Si estamos de acuerdo en que la tolerancia es un valor fundamental de la democracia, no puede haber en una sociedad democrática personas o grupos a las que se permita expresar su intolerancia de modo político, es decir, públicamente, con consecuencias publicitarias y de predicación, y con capacidad institucional. Como es natural, expresar sus sentimientos, sus aborrecimientos personales o sus apegos, siempre dejando muy claro que lo hace como quien proclama su preferencia por un equipo de fútbol, puede hacerlo cualquiera siempre que le apetezca. Probablemente es más conflictivo de lo que da a entender la brevedad de la fórmula «preferencia por un equipo», pero es desde luego un derecho: si es complicado ponerlo en práctica, sin que esa práctica consista en esas características de expresión política, habrá que estudiar con más esfuerzo cómo ponerlo en práctica.

En todo caso, siguiendo con la ilustración que proporcionan los actuales movimientos migratorios, la sociedad de llegada o anfitriona (este sujeto es casi un eufemismo: puede tratarse de esa noción, colectiva por excelencia, o puede referirse a cada una de las personas, o a los responsables individuales de poner en práctica la política de inmigración, o de reglamentarla) debe haber pensado con detenimiento cuánto, cómo y hasta dónde va a ser tolerante con quien llega a ella, individual o colectivamente, y qué va a exigir de estos, o qué no va a exigir e ignorar, porque serán diferencias irrelevantes para la supervivencia de la condición de democrática de la sociedad.
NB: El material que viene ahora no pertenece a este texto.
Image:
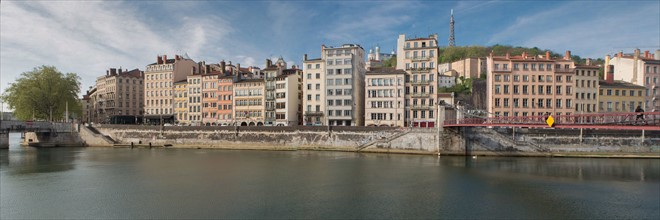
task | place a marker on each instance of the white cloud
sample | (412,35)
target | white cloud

Probablemente es difícil, y hasta imposible, encontrar a un responsable político que formule expresamente de este modo el problema al que se enfrenta cuando le encargan la gestión de la inmigración; hay signos que apoyarían la idea de que en la actualidad el remilgo político ha vencido a la solvencia, y parece que se busca solamente el halago de ciertos grupos de presión antes que el éxito verdadero en la gestión, que puede ser sacrificada con tal de obtener ese halago. Pero puede que esté en ello la supervivencia de las democracias, de un modo mucho más profundo y riguroso de lo que algunos suelen creer: algunas sociedades democráticas ya veteranas suelen establecer, con mayor claridad que otras más jóvenes, ciertas reglas de supervivencia que al remilgo actual le pueden parecer duras; pero eso informará más que de la dureza supuesta de esas medidas, de la confusión que ese remilgo cultiva.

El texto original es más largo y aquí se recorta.